Abstract:
Visual attention is a mechanism in human perception, which selects
relevant regions from a scene and provides these regions for
higher-level processing as object recognition. This enables
humans to act effectively in their environment despite the complexity
of perceivable sensor data. Computational vision systems face the same
problem as humans: there is a large amount of available information
that has to be processed and if an efficient processing shall be
achieved, maybe even real-time performance in robotic applications,
the order in which a scene is investigated has to be determined in an
intelligent way.
A promising approach to achieve this is the use of computational
attention systems that simulate human visual attention.

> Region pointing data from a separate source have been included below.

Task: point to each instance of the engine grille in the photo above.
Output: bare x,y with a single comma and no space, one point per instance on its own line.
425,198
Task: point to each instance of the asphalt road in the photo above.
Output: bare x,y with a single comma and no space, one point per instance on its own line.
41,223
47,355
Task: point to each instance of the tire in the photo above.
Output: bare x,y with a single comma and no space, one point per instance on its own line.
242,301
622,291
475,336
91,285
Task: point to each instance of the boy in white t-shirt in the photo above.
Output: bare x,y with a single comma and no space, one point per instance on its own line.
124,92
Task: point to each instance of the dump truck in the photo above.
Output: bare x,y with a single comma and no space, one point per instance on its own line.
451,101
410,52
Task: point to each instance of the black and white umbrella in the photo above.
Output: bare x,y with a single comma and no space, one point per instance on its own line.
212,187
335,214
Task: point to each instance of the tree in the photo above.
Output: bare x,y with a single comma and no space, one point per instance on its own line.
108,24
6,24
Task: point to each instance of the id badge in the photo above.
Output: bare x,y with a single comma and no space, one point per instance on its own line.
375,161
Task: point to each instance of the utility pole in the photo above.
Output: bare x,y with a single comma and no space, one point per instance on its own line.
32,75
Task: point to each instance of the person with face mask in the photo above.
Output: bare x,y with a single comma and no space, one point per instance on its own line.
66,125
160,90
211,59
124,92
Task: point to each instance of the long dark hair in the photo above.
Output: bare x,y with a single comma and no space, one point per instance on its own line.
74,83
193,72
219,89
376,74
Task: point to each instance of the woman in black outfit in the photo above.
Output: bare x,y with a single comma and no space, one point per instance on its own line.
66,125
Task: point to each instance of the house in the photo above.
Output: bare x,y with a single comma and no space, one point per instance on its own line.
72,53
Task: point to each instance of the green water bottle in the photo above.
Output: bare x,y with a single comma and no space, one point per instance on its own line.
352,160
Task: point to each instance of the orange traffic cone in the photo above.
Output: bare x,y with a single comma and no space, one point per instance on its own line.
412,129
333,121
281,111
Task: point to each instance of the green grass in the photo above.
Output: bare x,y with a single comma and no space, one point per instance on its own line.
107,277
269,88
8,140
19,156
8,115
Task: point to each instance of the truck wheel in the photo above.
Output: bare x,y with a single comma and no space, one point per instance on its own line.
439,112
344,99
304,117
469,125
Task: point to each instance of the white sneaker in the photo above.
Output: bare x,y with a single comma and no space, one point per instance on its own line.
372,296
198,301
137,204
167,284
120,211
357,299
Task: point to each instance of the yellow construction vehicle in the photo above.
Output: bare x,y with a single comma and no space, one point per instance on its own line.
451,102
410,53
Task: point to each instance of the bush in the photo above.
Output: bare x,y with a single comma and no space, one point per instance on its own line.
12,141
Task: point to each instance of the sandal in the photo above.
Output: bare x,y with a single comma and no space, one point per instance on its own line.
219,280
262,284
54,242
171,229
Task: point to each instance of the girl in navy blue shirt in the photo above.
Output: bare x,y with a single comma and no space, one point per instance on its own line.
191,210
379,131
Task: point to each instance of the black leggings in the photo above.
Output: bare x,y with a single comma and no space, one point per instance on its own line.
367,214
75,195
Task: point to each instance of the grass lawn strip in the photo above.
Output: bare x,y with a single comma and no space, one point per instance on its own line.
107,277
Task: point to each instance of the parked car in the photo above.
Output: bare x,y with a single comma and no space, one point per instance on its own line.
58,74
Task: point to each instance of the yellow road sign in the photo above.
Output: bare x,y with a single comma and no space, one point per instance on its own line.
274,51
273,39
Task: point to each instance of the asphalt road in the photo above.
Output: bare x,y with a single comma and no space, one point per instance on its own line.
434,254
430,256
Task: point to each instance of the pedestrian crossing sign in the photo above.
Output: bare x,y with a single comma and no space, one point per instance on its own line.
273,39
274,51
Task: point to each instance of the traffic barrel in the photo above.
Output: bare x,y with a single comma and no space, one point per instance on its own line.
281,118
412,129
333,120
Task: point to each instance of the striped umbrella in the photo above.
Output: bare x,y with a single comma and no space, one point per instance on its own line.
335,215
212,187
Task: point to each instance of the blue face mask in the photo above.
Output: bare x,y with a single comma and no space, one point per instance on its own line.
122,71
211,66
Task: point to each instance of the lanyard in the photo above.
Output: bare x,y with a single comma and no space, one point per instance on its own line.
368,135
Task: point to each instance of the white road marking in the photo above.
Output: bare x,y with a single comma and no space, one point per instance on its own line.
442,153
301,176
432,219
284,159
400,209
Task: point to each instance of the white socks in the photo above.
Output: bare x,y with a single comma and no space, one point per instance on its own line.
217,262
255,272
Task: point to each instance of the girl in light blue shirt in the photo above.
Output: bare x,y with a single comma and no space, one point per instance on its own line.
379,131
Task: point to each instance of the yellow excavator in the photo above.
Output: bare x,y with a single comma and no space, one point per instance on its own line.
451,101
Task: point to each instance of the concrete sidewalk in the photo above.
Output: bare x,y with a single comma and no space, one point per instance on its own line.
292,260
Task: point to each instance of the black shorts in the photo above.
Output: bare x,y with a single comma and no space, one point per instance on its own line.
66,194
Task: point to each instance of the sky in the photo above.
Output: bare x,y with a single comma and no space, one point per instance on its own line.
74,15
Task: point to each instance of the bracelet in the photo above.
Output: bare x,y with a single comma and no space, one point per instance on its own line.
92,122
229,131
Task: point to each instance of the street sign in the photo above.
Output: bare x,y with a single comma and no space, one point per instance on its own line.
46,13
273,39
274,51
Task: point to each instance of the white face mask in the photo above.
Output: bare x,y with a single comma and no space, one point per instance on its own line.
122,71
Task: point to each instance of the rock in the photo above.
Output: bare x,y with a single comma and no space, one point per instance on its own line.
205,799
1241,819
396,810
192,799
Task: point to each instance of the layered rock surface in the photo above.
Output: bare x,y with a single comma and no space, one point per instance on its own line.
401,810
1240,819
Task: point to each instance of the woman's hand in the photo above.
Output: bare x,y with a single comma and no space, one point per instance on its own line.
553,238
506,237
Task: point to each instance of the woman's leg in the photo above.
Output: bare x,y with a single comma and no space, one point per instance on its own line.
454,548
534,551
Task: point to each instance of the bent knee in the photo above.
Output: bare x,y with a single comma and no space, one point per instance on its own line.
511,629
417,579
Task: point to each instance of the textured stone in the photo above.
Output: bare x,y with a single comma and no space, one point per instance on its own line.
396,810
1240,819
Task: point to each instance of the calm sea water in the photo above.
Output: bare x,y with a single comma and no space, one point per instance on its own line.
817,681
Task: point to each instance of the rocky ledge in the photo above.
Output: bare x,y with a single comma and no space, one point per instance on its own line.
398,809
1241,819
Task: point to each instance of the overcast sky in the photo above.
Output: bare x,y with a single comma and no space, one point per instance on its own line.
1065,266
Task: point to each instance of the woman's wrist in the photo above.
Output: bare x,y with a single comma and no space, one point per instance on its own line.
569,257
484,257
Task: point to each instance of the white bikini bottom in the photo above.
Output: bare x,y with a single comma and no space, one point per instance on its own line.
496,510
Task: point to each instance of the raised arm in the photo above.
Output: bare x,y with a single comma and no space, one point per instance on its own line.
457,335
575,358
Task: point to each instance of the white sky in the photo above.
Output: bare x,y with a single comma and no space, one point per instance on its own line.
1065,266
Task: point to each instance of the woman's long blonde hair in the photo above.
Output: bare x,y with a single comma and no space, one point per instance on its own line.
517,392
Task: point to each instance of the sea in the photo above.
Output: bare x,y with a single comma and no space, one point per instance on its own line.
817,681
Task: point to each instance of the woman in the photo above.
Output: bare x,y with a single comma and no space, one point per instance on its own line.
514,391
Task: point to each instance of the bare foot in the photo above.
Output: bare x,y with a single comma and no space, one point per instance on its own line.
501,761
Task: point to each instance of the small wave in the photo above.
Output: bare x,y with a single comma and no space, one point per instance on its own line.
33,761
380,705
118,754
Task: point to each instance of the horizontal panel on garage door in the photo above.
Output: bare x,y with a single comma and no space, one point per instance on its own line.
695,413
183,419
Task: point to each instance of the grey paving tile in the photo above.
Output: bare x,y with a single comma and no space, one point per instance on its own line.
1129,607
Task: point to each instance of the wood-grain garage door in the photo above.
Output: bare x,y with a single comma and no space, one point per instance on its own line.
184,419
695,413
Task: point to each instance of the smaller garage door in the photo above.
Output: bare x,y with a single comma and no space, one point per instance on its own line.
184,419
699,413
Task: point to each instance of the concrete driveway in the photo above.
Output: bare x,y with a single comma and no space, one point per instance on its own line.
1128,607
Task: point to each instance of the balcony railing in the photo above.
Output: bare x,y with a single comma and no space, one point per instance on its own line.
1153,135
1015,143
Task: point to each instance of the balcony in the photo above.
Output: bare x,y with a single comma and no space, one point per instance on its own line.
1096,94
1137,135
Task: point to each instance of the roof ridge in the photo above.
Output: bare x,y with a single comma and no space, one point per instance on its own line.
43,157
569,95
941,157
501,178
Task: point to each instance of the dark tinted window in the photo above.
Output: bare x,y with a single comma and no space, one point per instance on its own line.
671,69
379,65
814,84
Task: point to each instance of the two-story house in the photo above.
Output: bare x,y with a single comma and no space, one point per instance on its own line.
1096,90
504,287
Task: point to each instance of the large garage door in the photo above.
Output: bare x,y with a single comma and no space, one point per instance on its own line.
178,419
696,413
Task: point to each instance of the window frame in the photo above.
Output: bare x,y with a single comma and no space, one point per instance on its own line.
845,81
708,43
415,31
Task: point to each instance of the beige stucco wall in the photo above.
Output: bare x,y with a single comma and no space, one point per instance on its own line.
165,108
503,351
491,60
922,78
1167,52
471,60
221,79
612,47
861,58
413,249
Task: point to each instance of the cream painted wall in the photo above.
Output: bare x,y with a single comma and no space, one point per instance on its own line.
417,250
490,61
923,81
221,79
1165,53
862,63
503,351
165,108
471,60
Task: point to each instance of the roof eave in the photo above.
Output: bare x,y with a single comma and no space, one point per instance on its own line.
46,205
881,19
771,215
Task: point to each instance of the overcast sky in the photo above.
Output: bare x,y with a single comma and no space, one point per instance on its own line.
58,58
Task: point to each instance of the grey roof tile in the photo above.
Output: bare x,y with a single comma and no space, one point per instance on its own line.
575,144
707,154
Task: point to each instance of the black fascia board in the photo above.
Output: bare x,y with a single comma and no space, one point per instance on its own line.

This thesis introduces the biologically motivated computational
attention system VOCUS (Visual Object detection with a CompUtational
attention System) that detects regions of interest in images. It
operates in two modes, in an exploration mode in which no task is
provided, and in a search mode with a specified target. In exploration
mode, regions of interest are defined by strong contrasts (e.g. color
or intensity contrasts) and by the uniqueness of a feature. For
example, a black sheep is salient in a flock of white sheep. In
search mode, the system uses previously learned information of a
target object to bias the saliency computations with respect to the
target. In various experiments, it is shown that the target is in
average found with less than three fixations, that usually less than
five training images suffice to learn the target information, and that
the system is mostly robust with regard to viewpoint changes and illumination
variances.
Furthermore, we demonstrate how VOCUS profits from additional sensor
data: we apply the system to depth and reflectance data from a 3D
laser scanner and show the advantages that the laser modes provide. By
fusing the data of both modes, we demonstrate how the system is able
to consider distinct object properties and how the flexibility of the
system increases by considering different data. Finally, the regions
of interest provided by VOCUS serve as input for a classifier that
recognizes the object in the detected region. We show how and in which
cases the classification is sped up and how the detection quality is
improved by the attentional front end. Especially useful is this
approach if many object classes have to be considered, a frequently
occurring situation in robotics.
VOCUS provides a powerful approach to improve existing vision systems
by concentrating computational resources to regions that are more
likely to contain relevant information. The more the complexity and
power of vision systems increases in the future, the more they will
profit from an attentional front-end like VOCUS.